DIE Magic Software/Malware

I got this piece of shit on my PC-and had a devil of a time getting rid of it! It is insidious-it infects your operating system, and makes it impossible to remove-I wound up wiping the HD. A friend told me tese shits are in the Ukraine-is there any way to spam them to death?
People who launch these things ought to be shot!

Magic Software Inc. is disavowing any connection the spyware that is using their trademark.

Many of the current spyware infections have been traced to the Ukraine or other former Soviet republics. I seriously doubt they care if you send them spam.

Take your computer and any internet-accessible electronics and throw them into a river.

And then move upstream, just in case.

Create a limited user account to use on the web. Malware can’t install itself.

This doesn’t always work. I have two user accounts on my laptop: the admin which is used strictly for, well, admin stuff, and the account with admin privileges which is what I’m usually logged in under. I nonetheless got infected with something or other a few weeks ago, when I wasn’t even downloading anything, and had to waste most of a day getting my system clean.

Then it isn’t a limited account.

Yes, it is. I’m very careful about it. The RHYMER account, which is the admin, has a deliberately boring background, no icons on the desktop, and nothing in the QuickStart or StartMenus but AVG, Ad-Aware, and so forth; it has always been thus. The SKALD account was setup from day one to be the limited account; all the cool stuff is there, and the wallpaper cycles randomly through various paintings and not a few photos of hot chicks.

Then buy a Mac.

I’m a cheap bastard, so now. Though I will happily concede that,of the dozen or so computers I’ve owned since '88, the one I was most happy with by far was the Macintosh Presario 631. Never gave me a lick of trouble.

If it has admin privileges, it isn’t limited, it has administrative privileges.

Ah, that was a typo. I mean to say the account without admin privileges. In my own defense I am at work and was distracted by the department admin, who is protesting having to work on Sunday by wearing short-shorts.

I surf on my admin account, and have found this to be really effective for preventing malware. 1. Use Firefox w/ adblock plus (or any browser other than IE honestly) and 2. carefully READ anything that pops up and understand what you’re clicking on. I have been amazed at the difference in webpages opened in IE and Mozilla. The IE page will be deluged with pop ups and programs installing scareware, nothing happens when I visit the same page w/ Firefox.

as a SysAdmin overseeing a few hundred computers, I can assure you that it is possible to be a limited user and get a virus. It just isn’t as easy.

I take care of a couple hundred myself, and agree. It isn’t as easy, frequent or difficult to cure.

CP, I am parsing your second sentence to mean that a malware infection obtained via a limited account is easier to cure than one one obtained via an admin account. Is that what you meant? If so, why is that the case?

I have had two vexsome viruses this year. One was on the home machine which I hardly ever use; I think one of my nieces picked it up while surfing the net on the admin account; I ended up wiping the machine and starting over. The other was on my personal desktop, which I didn’t want to wipe unless it was absolutely necessary. Fixing it was tedious rather than difficult. One thing that struck me about it was that, though I had to have picked it up while using the limited account, I could not kill it off from the admin account–not completely; nor did I experience any symptoms of it on the admin account. I ended up having to run MalwareBytes a couple of times on the admin account, then turn the limited account into admin account and run MB there a couple of times, before I finished. The malware in question was a ransomwear program whose name I have now forgotten.

A limited account cannot write to the windows folder, nor as far as I know, the registry. It can write to folders the limited account owns, and hide out under assumed names, as it were.

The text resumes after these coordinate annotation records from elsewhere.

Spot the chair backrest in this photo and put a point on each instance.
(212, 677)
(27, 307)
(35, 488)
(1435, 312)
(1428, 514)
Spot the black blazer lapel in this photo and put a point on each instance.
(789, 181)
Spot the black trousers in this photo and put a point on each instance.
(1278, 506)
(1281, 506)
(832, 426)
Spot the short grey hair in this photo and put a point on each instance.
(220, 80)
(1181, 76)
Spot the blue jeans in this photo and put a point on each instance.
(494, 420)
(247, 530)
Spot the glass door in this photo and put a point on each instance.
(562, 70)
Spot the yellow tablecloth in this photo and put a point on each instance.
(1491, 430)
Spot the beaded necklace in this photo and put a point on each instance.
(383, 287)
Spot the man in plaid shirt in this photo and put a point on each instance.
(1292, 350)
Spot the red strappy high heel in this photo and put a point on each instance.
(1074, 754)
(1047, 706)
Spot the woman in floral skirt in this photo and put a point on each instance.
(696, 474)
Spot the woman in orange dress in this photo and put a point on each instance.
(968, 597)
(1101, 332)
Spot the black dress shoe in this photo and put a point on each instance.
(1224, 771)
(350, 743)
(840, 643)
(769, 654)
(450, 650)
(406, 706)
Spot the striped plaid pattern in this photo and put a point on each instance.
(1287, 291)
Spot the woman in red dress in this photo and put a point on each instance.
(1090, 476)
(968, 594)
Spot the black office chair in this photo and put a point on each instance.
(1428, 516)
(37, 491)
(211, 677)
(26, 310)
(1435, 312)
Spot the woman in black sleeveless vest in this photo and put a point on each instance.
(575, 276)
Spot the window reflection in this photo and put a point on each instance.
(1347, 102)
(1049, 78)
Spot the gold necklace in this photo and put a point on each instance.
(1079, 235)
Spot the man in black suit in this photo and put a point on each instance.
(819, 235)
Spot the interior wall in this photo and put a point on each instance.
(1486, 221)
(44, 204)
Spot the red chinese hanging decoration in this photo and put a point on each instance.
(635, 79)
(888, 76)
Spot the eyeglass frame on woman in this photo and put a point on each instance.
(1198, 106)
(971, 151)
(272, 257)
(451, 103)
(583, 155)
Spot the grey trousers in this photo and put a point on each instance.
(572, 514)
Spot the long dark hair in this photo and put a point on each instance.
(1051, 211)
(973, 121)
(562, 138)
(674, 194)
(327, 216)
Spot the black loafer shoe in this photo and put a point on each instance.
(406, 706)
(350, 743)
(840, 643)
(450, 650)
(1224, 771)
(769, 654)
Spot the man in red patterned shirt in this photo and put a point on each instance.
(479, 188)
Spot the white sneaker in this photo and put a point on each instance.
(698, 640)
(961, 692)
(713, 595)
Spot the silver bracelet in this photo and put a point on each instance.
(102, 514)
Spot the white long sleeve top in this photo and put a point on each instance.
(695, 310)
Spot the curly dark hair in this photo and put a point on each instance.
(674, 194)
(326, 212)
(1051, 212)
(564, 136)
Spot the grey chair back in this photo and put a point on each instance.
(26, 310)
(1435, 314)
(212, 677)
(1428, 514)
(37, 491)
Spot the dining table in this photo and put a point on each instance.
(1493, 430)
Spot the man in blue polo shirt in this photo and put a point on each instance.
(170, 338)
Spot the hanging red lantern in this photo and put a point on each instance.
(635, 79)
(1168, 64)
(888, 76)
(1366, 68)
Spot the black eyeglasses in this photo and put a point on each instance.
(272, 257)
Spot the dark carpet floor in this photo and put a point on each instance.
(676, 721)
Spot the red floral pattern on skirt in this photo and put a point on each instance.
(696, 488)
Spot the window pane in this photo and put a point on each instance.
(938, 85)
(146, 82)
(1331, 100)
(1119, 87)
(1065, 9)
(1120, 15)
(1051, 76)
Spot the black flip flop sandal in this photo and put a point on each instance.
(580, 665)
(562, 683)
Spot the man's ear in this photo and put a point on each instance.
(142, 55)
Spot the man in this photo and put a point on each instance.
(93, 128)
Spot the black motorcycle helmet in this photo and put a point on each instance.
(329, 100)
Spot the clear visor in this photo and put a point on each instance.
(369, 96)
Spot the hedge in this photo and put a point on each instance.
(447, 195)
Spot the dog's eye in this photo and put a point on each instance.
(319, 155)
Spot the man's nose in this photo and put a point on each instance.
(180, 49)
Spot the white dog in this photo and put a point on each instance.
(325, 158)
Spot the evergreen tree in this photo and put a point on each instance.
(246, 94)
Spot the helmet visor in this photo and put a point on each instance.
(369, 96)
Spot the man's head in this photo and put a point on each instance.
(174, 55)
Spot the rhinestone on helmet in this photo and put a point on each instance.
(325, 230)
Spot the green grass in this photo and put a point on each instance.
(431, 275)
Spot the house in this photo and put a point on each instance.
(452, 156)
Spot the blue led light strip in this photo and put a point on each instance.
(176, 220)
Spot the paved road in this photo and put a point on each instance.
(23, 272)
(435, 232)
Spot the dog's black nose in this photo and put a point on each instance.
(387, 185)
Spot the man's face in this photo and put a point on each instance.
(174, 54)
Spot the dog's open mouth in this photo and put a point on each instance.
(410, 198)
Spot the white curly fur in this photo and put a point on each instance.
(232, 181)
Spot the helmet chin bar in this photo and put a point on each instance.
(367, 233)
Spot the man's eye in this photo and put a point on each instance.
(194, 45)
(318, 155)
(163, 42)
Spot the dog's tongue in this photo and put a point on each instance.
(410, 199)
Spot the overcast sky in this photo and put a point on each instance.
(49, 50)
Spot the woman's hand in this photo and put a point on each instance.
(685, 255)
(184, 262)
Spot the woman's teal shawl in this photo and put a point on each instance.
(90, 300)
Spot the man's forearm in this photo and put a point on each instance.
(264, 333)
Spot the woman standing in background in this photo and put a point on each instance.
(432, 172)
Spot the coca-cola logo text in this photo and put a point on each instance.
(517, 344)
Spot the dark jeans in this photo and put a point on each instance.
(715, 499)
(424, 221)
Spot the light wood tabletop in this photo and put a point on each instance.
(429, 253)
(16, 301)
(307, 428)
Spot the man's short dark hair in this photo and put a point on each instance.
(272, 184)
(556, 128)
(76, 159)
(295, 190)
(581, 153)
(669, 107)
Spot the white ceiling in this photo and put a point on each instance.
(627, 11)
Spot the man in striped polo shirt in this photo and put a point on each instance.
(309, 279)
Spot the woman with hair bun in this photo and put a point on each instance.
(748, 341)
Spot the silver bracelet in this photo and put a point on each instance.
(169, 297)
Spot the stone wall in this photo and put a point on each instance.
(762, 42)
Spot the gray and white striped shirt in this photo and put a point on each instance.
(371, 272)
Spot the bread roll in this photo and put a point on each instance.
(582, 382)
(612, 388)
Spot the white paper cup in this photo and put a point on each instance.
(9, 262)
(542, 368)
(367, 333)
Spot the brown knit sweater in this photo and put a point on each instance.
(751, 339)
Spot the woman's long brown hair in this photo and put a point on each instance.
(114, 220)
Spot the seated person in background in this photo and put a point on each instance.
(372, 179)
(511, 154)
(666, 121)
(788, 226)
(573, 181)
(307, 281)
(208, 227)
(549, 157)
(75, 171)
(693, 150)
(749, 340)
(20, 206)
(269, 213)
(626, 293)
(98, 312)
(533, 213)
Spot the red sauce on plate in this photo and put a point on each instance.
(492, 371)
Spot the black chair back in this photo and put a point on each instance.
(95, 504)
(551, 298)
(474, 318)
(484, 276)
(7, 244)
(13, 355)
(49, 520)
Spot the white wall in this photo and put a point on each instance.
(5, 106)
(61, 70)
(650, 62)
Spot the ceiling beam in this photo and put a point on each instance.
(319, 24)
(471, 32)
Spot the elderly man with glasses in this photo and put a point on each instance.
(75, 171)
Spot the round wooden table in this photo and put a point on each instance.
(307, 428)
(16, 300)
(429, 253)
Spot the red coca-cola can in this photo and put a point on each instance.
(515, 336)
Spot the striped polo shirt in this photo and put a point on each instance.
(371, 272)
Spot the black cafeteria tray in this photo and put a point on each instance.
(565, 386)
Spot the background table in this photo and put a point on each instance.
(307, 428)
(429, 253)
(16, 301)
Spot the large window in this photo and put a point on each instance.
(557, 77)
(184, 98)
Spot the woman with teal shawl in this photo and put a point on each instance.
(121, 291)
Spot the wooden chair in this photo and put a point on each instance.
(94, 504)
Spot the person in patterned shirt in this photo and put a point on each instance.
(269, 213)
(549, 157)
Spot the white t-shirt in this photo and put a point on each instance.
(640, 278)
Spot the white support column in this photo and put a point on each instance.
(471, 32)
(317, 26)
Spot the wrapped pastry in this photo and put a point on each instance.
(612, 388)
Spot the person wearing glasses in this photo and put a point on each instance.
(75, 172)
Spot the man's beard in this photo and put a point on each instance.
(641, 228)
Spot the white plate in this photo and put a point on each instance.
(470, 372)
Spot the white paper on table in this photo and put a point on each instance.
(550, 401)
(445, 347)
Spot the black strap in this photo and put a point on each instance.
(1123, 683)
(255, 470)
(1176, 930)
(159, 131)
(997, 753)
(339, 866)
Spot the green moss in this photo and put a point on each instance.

It can’t write to folders the limited user doesn’t have rights to, so other accounts are relatively safe; you have a clean admin account to run the virus checker from. Starting up in safe mode may prevent the virus from loading, making it easier to seek out and kill.

It can write to the registry, just not certain parts, including the parts that autostart things. My dad picked up a virus on the limited account, and it was able to write to the registry, but did not write anything to any of the Run keys. Furthermore it was unable to install the downloaders that were the real problem…it just kept flashing up a warning saying it needed updates. All I had to do was run SUPERAntiSpyware from safemode, and it was gone. (Although it left a few registry entries that I had to delete manually, which is how I know writing was possible.)

I ran updates on my desktop Mac this morning (from the message pop-up, which looked like it always does), then got a message that Magic didn’t upload or some garbage like that, and now my Safari browser doesn’t work anymore (I just get blank pages) - do you suppose I have this Magic malware or whatever it is?